I am one of the rare computer scientists who likes country music. Not just “old” country music – e.g. Johnny Cash – but the newer stuff as well. Think Eric Church, The Dixie Chicks, Brad Paisley, and Toby Keith.
When I get a chance to jam away to America’s most popular music genre in my office, I am frequently presented with a stark contrast: the latest papers in my research area tend to be focused on advances related to urban computing, “smarter cities” and “connected cities” but the music to which I am rocking out has a spiritual home in rural areas and has an overwhelmingly negative view of technological change. Consider Miranda Lambert’s recent hit, “Automatic”, which is a harsh critique of automation featuring a protagonist who grew up in rural Texas.
This contrast highlights a much larger, ages-old trend: Rural areas have had a different relationship with technology than cities for a long, long time. In the United States, for instance, the adoption of the telephone and electricity followed a unique – and often delayed – trajectory in rural areas compared to the deployment of these technologies in urban areas.
In the “big data” era of crowdsourcing and social media, differences in how people use technology have implications far beyond the individual technology user and her immediate social network. A person who does not tweet or use Facebook loses more than just the chance to, for instance, broadcast information to her friends. She also effectively removes herself from numerous studies and omits her points-of-view from technologies like enterprise sentiment monitoring. Heck, a person who does not use social media probably removes herself from a good 50 percent of the studies and technologies written about on this blog.
In order to understand the extent to which differences in technology use between urban and rural areas have led to urban biases in social media “big data”, my colleague Monica Stephens (of Floating Sheep fame) and I executed a series of studies on Twitter, Foursquare, and Flickr, focusing on the United States (we hope to expand our research to other countries in the future).
Examining large datasets of tweets, check-in, and photos, we found a surprisingly extensive urban bias in all of these social media communities. For instance, there are 3.5 times more Twitter users per capita in core urban counties in the United States than rural counties. Moreover, urban users tweet more than their rural counterparts, resulting in there being 5.3 times more tweets per capita from city-dwelling Twitter users than rural ones.
It was with Foursquare, however, that we saw the largest urban biases: there are over 24 times more Foursquare users per capita in urban areas than rural ones. In other words, a rural venue – say The Pink Pig BBQ in Hardeeville, South Carolina – is likely to get many fewer check-ins per visitor than a hip urban one — say, HipCityVeg in Philadelphia. Moreover, many of the check-ins (and subsequent reviews) for restaurants like the Pink Pig are likely to come from urbanites travelling through, rather than people who can express local perspectives.

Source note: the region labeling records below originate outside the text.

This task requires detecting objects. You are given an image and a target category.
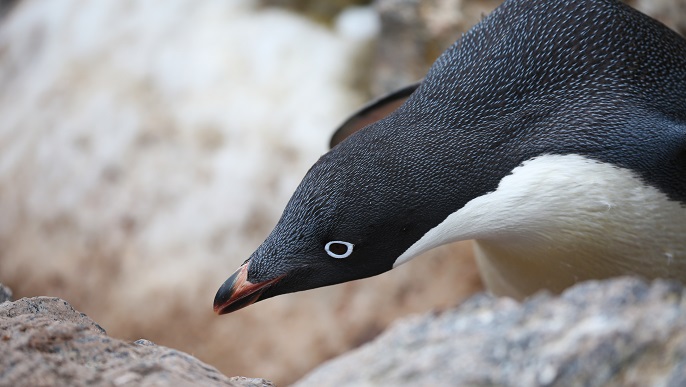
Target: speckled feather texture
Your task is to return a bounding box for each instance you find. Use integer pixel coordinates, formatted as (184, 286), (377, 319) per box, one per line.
(248, 0), (686, 298)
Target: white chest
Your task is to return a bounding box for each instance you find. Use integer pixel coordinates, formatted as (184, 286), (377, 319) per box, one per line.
(394, 155), (686, 298)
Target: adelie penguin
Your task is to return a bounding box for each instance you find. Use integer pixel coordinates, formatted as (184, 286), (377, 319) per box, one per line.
(214, 0), (686, 314)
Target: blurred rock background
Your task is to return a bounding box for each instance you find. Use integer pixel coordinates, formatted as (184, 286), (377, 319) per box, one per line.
(0, 0), (686, 384)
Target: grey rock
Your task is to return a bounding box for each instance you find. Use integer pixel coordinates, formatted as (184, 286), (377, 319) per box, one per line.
(297, 278), (686, 386)
(370, 0), (686, 95)
(0, 297), (273, 387)
(0, 283), (12, 304)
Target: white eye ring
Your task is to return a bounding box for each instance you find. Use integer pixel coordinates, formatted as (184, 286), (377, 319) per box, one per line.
(324, 241), (355, 259)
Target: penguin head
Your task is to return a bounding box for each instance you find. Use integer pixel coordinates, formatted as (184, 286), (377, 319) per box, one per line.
(214, 135), (419, 314)
(214, 0), (686, 314)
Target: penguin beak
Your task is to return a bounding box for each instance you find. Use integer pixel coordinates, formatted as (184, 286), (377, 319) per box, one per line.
(214, 262), (284, 315)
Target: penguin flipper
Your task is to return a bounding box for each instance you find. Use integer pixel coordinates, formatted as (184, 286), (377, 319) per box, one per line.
(329, 81), (422, 148)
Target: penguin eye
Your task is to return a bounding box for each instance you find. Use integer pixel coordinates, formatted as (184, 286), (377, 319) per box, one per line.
(324, 241), (355, 258)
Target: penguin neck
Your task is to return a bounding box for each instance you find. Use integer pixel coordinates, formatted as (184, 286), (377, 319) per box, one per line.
(394, 155), (686, 298)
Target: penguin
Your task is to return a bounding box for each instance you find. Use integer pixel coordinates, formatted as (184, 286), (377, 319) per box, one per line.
(214, 0), (686, 314)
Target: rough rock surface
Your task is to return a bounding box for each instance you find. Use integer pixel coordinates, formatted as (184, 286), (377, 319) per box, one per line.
(298, 278), (686, 387)
(0, 0), (478, 384)
(0, 284), (12, 304)
(0, 297), (272, 387)
(370, 0), (686, 95)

The enormous discrepancy in Foursquare usage across urban and rural areas begs the question: Has the location-sharing model in Foursquare fundamentally failed to appeal to rural users? If so, what model might appeal more? At the turn of the 20th century, the telephone had to be adapted to rural areas’ needs. Perhaps the same is true for location-sharing.
More generally, our results add to the growing body of literature that shows that the views and observations presented in social media do not perfectly represent those of the overall population. Whether you’re a social media researcher or the person at your company in charge of social media, it’s important to remember that you’re dealing with a heavily biased sample, especially when considering the urban/rural dimension.
We also hope that our work can add to our colleague Eric Gilbert’s call for more research on technology use in rural areas (and the development of technology specifically designed for these areas). In the United States, almost 60 million people live in rural areas (over 19 percent of the population), yet rural users’ relationships with technology receive almost no attention from many sub-fields of computer science, including my sub-field, human-computer interaction.
I’ll be presenting the paper Monica and I wrote about this work at this year’s International Conference on Weblogs and Social Media (ICWSM), a venue for research on social media and related topics that is, like Miranda Lambert, quickly rising up the A-list. For those of you who can’t make the conference, you can read the paper here.